I know that, but the average user wouldn’t and might spend some time researching a nonexistent issue.
You have to do a little research to set up the MariaDB in the first place, so I believe you’re looking for an issue where there really is none
P.S. I believe that every user who is able to install and set up HA is able to know or find out if he is using something or not - clearly HA is not some OOTB solution (yet).
Check in the configuration.yaml file if there is a SQL line with a connection string to MySQL / MariaDB. If that’s the case check your version with:
mariadb --version
This will output the version being used. Keep in mind that an sudo apt-get update && sudo apt-get upgrade will not update your MariaDB version. You will have to remove and reinstall.
For some people that are using the core version (so am I) and running Raspbian with an old rustc version, you need to update this to a newer version to compile bcrypt en cryptography.
In my case removing the old version and installing it again did fix the issue.
- Remove old Rustc and Cargo:
$ sudo remove rustc cargo
- Login as the HomeAssistant user and reinstall Rustc:
$ curl https://sh.rustup.rs -sSf | sh
After that logout and sign-in again as the homeassistant user and use pip to upgrade homeassistant like you normally would do.
What happened to frontend precision overriding?
Removed for the time being due to unseen problems that could arise impacting other functionality.
What is the community version?
core version, sorry my mistake
yip, I get no updates
check for updates, it’s released for sure.
No fix for Enphase D7 firmware?
Although Hebrew is listed under supported languages for Assist, looks like it only understand English.
Anyone figured out if Assist is supposed to work with other languages?
yip, tried to force check and nothing, front end also says no updates
I’ve been running MariaDB on my Synology NAS for some considerable time now with no issues. Looking at the package on the NAS it’s version 10.3.29 - the latest version available for the Synology NAS I’m using. It’s not one of the versions listed. Should it still work?
These things take time. stop hammering the server and it will probably happen faster.
Many of us like updates and trying new stuff, but hammering at it is counter-productive.Relax, have a cup of tea instead of those strong coffees
haha, you got me spot on drinking coffee but I am not hammering. I tried force update once only.
Yep, but you and many others probably.
Such is distributed rollout. It’ll happen
For those using Xiaomi-BLE sensors, this release also adds support for the Xiaomi BLE door, opening and motion sensors.
Older versions of MariaDB will still work but may hit scale problems once you have > 1GiB of data or low ram (YMMV, it can happen at smaller or larger numbers depending on how fast your disk is).
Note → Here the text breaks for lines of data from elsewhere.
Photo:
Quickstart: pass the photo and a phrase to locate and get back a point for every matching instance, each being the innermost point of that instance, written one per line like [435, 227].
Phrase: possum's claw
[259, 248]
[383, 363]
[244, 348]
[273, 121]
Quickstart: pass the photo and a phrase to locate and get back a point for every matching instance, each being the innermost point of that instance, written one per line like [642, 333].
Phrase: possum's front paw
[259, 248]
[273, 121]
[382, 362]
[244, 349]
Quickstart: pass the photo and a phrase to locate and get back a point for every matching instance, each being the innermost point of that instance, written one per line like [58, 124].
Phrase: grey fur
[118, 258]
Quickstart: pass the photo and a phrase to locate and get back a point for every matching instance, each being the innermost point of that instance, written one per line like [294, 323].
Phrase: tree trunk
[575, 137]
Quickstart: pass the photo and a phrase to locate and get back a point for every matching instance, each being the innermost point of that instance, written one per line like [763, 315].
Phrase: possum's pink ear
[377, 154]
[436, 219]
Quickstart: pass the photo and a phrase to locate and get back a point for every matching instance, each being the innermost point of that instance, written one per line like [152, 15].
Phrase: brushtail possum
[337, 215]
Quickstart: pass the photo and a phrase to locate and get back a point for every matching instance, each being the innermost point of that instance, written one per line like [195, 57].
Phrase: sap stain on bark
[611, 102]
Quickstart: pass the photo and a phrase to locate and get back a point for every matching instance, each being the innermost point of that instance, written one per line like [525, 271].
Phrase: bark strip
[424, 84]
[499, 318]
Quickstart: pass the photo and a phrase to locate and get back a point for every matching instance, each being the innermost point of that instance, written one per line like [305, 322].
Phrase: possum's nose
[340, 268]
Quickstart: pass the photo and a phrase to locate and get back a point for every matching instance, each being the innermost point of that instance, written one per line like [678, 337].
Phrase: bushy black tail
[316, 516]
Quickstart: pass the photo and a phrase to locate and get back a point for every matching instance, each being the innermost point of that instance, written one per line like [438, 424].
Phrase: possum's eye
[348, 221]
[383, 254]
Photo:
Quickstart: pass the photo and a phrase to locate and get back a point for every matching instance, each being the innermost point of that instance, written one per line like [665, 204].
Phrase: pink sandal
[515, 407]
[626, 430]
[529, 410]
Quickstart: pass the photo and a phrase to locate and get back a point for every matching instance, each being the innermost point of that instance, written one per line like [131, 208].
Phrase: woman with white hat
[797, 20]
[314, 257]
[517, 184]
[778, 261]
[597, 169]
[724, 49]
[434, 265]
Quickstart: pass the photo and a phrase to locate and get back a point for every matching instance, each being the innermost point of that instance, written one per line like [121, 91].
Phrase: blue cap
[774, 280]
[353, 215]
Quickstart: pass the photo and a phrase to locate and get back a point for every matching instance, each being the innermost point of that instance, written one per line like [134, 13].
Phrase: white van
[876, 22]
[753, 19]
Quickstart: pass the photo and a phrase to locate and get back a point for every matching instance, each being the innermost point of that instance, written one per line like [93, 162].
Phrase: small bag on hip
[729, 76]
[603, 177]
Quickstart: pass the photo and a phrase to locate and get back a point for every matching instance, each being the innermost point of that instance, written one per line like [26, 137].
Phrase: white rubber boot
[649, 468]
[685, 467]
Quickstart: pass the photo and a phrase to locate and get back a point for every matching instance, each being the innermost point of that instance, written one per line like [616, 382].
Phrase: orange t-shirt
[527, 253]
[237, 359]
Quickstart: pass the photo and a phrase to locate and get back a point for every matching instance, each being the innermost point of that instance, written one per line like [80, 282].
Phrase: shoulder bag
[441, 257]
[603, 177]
For best performance you want to be running MariaDB 10.6.9 or later (addon version 2.5.2 or later).
If you have a lot of data in the database the older versions may take multiple minutes or hours to answer history queries or purge the database.
The big risk is that you have a long running history query or purge still running in the background when doing the update to 2023.2.0 since there is a database migration that can fail if the long running query has the database locked.
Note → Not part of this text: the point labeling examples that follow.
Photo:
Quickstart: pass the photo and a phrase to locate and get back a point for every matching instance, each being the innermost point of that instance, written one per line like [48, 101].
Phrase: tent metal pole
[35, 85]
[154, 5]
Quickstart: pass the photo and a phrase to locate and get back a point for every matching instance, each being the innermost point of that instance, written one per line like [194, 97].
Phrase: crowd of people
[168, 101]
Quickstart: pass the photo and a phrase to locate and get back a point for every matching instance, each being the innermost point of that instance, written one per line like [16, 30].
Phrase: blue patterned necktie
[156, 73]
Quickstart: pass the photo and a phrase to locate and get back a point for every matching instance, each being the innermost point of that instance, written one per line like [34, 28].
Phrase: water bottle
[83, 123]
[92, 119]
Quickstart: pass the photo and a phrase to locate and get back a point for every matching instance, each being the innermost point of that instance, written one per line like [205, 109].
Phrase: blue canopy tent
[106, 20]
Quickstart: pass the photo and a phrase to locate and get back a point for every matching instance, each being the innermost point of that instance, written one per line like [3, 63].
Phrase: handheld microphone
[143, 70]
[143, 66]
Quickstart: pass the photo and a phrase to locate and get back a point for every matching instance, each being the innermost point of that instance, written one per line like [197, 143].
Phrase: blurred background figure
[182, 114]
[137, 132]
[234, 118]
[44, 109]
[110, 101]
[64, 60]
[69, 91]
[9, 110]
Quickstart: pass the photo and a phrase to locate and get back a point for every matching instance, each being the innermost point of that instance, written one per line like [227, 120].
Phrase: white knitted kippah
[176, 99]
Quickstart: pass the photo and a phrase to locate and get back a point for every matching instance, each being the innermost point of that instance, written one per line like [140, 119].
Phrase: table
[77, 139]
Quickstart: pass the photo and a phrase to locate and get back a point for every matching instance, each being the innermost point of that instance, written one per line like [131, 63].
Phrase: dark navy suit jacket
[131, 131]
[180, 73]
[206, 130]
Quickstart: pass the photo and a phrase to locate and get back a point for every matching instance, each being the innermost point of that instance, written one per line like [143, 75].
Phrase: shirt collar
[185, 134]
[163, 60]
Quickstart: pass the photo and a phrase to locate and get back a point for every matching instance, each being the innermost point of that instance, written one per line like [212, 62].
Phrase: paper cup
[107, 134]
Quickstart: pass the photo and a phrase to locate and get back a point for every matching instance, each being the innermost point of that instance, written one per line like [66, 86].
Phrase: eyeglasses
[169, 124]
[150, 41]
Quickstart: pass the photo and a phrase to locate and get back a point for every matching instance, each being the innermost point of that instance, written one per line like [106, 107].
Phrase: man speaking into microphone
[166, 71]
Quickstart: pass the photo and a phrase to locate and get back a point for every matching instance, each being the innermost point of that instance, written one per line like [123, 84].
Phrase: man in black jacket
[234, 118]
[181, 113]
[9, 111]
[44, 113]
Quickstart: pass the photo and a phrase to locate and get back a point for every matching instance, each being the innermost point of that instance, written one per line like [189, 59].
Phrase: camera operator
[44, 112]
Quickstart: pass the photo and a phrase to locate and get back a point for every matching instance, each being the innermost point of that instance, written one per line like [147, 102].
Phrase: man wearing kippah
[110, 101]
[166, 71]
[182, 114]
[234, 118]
You can check the https://dev.mysql.com/doc/refman/8.0/en/show-processlist.html before updating to make sure there are no long running queries if you are running an older version before updating to make sure you won’t hit the issue during updating (that will not prevent it from happening during production later, but the consequences are much lower if it happens after the migration).
For the iotwatt breaking change, I’m using the Accumulated sensor for each circuit in the Energy dashboard. When I’ll change the entities in the Energy dashboard with newly created integrators, will it breaks/deletes historical data?